FIG. 17A shows a top surface of lid 4C when mounted on pitcher 10C. The lid 4C has depressions 72A, 72B and 72C formed therein and sized so a user can insert three of his or her fingertips/thumb in the depressions to grasp and remove the lid 4C from the pitcher body 1. However, a handle or other alternate structure for grasping and removing the lid 4C is included within the scope of the disclosure. The lid 4C also comprises an embossed arrow 76 to aid in alignment of ribs on the underside of lid 4C over internal walls as described below. Other alignment indicia could be used as would be apparent to those of skill in the art.

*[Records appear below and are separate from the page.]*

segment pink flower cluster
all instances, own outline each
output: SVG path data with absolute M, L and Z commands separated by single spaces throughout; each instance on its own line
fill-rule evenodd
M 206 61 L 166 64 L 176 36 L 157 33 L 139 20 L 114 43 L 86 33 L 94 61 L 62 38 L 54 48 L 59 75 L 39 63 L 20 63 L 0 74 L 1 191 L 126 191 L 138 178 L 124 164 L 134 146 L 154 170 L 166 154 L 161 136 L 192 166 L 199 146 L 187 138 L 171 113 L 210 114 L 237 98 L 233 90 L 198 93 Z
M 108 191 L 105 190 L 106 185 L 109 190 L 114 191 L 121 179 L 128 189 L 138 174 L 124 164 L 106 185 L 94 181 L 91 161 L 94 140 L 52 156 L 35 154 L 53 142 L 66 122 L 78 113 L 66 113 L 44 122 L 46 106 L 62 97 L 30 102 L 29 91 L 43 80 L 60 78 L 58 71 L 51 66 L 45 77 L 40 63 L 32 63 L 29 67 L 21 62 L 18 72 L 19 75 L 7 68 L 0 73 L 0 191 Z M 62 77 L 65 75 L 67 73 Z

Notably, the lid 4C also has openings 74A, 74B and 74C for venting air as further shown in FIG. 17A. Each opening 74A, 74B and 74C communicates with a respective compartment formed in the pitcher body 1 (see FIG. 13). The provision of such venting function is advantageous as it facilitates venting of air individually from each compartment and discharge of liquid through a respective downspout when opened by a user. Without such venting, the liquid contents of the pitcher compartments would discharge slowly or not at all. The openings may include a passageway in a structure such as a flip top pour spout formed within or on the lid.
FIG. 17B depicts the underside of lid 4C. As shown, a series of ribs 80A, 80B and 80C are arranged to engage the inner walls that enclose each compartment 14, 16 and 18.
The dimensions of the compartments of pitcher should be large enough to accommodate a volume of juice prepared from a frozen can. For example, one can of frozen juice typically requires three cans of water to produce the final juice product. The final volume of 4 cans of liquid is typically 1.42 L or 1,420 mL. According to one embodiment, each compartment has the capacity to hold at least 1,200 mL of liquid, 1,300 mL of liquid or most preferably 1,400 mL of liquid. For a two-compartment pitcher, the total volumetric capacity of the pitcher may be about 2.84 L or 2840 mL. For a three-compartment pitcher, the total volumetric capacity of the pitcher may be about 4.26 L or 4260 mL. However, the volumetric capacities of the compartments can be modified as required.
It will be understood that those skilled in the art will readily recognize various adaptations and variations of the embodiments described above. Such adaptations and variations fall within the scope of the present disclosure as defined in the claims that follow.